The present invention relates to safety interlock and protection circuits used in a DC-AC inverter motor controller driving a Permanent Magnet Synchronous Motor (PMSM) and particularly to a safety circuit implemented in a gate driver integrated circuit (IC) designed to drive the PMSM.
A PMSM has become an important power source for energy efficient appliances including air conditioners, refrigerators, washers, etc. The PMSM has higher power density and higher torque-per-amp than an induction motor. Induction motors have been commonly used in the past in appliance applications, e.g., washing machine applications. PMSMs have been used in more modern washing machines and have become an important power source for energy efficient appliances such as washing machines but also including air conditioners and refrigerators.
PMSMs are often driven by a DC-AC inverter circuit fed from an AC supply. That is, the AC main supply is first rectified/converted to a DC voltage, which is maintained across a DC bus. The DC bus voltage is supplied to the inverter to be converted to AC for driving each of the phases of the PMSM. There are typically three phases of the PMSM. Unlike the induction motor, when the PMSM is used with AC inverter circuits, it requires additional protections to guarantee the safety of the inverter. This is so especially when the PMSM is driven in the field weakening range. Driving a PMSM in the field weakening range is often mandatory, particularly in the automatic washing machine application in washers/spin extractors with a high-speed drum operating in the spin mode.
A micro-controller and/or a digital signal processor is a typical component for controlling the inverter. These control the inverter power switches, which are typically IGBTs or FETs, to apply the desired drive voltages to the PMSM, typically pulse width modulated (PWM) signals. Gate driver ICs are used between the controller device and the power switches for providing variable frequency/voltage to the PMSM, thus controlling the torque and speed of the PMSM. The gate driver is a critical element of the circuit. When the switch gates are not driven ON, the power switches remain in an OFF state, while the PMSM's energy may re-circulate through freewheeling diodes anti-parallel to the power switches, thus re-charging a bulk capacitor. In low cost applications, no provisions are made to return this energy back to the power line. All the energy is absorbed by the bulk capacitor.
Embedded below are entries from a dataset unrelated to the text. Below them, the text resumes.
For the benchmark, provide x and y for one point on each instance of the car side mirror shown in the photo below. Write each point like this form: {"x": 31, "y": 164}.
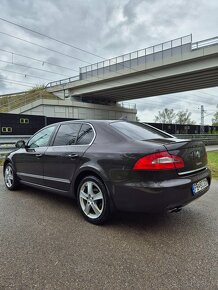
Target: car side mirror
{"x": 20, "y": 144}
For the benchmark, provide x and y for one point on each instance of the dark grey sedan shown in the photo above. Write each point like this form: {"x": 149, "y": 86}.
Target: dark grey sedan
{"x": 111, "y": 165}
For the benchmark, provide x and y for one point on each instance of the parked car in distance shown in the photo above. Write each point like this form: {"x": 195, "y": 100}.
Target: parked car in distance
{"x": 111, "y": 165}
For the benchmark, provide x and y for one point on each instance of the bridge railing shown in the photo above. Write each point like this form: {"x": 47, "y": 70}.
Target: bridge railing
{"x": 63, "y": 81}
{"x": 136, "y": 57}
{"x": 205, "y": 43}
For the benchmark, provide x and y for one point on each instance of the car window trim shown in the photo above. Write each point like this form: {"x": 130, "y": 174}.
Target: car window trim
{"x": 81, "y": 123}
{"x": 50, "y": 138}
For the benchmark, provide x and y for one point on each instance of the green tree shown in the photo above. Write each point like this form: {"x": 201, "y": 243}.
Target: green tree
{"x": 184, "y": 117}
{"x": 166, "y": 116}
{"x": 215, "y": 118}
{"x": 137, "y": 119}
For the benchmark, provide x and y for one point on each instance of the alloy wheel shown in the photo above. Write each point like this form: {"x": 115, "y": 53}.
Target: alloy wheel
{"x": 91, "y": 199}
{"x": 9, "y": 176}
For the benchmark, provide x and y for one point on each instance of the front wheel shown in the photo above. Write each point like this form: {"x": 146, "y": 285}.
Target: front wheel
{"x": 10, "y": 177}
{"x": 93, "y": 200}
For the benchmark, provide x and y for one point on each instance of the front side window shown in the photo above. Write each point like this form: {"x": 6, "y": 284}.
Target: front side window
{"x": 67, "y": 134}
{"x": 41, "y": 139}
{"x": 86, "y": 135}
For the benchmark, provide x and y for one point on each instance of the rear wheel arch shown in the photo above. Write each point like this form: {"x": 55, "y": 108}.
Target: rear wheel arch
{"x": 82, "y": 175}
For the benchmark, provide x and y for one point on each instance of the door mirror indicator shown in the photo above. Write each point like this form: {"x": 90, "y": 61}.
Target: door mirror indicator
{"x": 20, "y": 144}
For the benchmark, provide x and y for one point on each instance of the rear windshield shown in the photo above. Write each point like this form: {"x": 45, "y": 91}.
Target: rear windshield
{"x": 138, "y": 131}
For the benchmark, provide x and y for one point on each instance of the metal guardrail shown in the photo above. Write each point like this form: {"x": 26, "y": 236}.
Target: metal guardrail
{"x": 205, "y": 43}
{"x": 7, "y": 143}
{"x": 63, "y": 81}
{"x": 133, "y": 58}
{"x": 138, "y": 54}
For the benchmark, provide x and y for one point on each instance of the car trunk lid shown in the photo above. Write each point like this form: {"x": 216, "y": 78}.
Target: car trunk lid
{"x": 192, "y": 152}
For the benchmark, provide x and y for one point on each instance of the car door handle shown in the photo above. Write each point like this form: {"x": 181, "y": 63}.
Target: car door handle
{"x": 72, "y": 156}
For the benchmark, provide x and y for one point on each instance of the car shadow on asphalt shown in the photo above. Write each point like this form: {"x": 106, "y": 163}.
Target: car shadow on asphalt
{"x": 140, "y": 221}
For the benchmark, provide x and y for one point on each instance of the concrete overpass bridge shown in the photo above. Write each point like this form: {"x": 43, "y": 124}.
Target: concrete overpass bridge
{"x": 174, "y": 66}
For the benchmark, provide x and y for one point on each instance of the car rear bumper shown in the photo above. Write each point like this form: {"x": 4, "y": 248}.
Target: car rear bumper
{"x": 142, "y": 196}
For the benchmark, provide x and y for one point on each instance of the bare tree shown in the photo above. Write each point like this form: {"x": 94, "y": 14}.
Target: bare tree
{"x": 167, "y": 116}
{"x": 184, "y": 117}
{"x": 215, "y": 118}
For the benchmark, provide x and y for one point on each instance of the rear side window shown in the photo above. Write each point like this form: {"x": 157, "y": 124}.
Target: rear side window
{"x": 137, "y": 131}
{"x": 86, "y": 135}
{"x": 67, "y": 134}
{"x": 41, "y": 138}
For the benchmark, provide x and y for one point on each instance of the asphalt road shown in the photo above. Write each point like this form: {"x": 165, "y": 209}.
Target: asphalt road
{"x": 46, "y": 244}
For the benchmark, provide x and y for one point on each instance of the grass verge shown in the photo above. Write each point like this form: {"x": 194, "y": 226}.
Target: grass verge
{"x": 213, "y": 163}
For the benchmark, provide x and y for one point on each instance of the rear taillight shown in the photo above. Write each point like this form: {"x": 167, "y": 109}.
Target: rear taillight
{"x": 159, "y": 161}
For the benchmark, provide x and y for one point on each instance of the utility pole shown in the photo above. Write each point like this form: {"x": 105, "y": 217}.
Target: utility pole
{"x": 202, "y": 120}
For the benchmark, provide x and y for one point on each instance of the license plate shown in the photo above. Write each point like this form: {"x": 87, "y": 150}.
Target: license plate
{"x": 199, "y": 186}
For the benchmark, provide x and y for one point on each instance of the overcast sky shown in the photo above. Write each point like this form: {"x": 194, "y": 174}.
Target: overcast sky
{"x": 106, "y": 28}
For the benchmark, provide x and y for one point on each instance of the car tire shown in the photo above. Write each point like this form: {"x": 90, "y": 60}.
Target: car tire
{"x": 10, "y": 177}
{"x": 93, "y": 200}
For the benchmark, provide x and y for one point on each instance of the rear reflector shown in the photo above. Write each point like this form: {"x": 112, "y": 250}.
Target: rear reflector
{"x": 159, "y": 161}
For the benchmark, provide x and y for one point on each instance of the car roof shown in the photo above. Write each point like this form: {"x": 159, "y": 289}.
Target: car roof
{"x": 88, "y": 121}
The magnetic field is always present in the PMSM, as it is produced by the permanent magnets. This is different from an induction motor, in which the magnetic field has to be generated by proper control. In the event of a controller failure, i.e., due to a power line failure, brown out or even unplugging of the power cord, or a loss of the gate driver auxiliary power supply, the PMSM can exhibit two potentially dangerous conditions when operated in the field weakening region. The first is when the PMSM spins at high speed when coasting while slowing down. This condition creates a safety hazard and may result in bodily injury. The second condition is that a PMSM may generate over-voltage on the DC bus when the controller disengages from energizing the PMSM as a result of controller failure.
When in field weakening operation, the speed of the PMSM reaches very high values. During that time the counter Electromotive Force (EMF), known as Back EMF, generated by the motor when it spins freely, can be much higher than that of the rated value of the bulk capacitor. In a case of loss of control, such Back EMF can easily lead to the destruction of an inverter circuit and capacitor in addition to presenting a fire hazard.
The motor generated voltage can be particularly high when the motor is operated under a field weakening control to achieve a very high spin operation. If a failure occurs at that time, the generated voltage is very high. The voltage is proportional to the product of motor speed and flux generated by the PMSM as the rotor moves with respect to the windings. In the field weakening mode, if the controller fails and is unable to control the motor, the weakened flux changes to the full amount of flux (due to loss of flux weakening) while the motor speed may be reaching more than three or four times its nominal operating speed depending on the spin mode speed, resulting in high Back EMF.
If no action is taken during such a controller failure during field weakening operation, the DC bus voltage may reach approximately three to four times the nominal DC bus voltage. This will result in damage to the power devices and high voltage ICs in the system. The DC bus capacitor can also be damaged. Once damage occurs in the power system, it may no longer be possible to provide a safety door lock/braking mechanism since any circuits on the IC board will likely be damaged as well or be rendered inoperative.
Accordingly, it is desirable to manage, at the gate driver IC level, the causes for such lack of control during field weakening operation that could lead to generation of this high back EMF at high speed operation and prevent it. Thus the present invention has as an object to prevent a loss or brown out of the power line mains source or a loss of the gate driver auxiliary power supply from leading to a loss of control of the PMSM during high speed operation and to allow for rapid reduction of the motor and drum speed without generating high Back EMF that could damage the system components.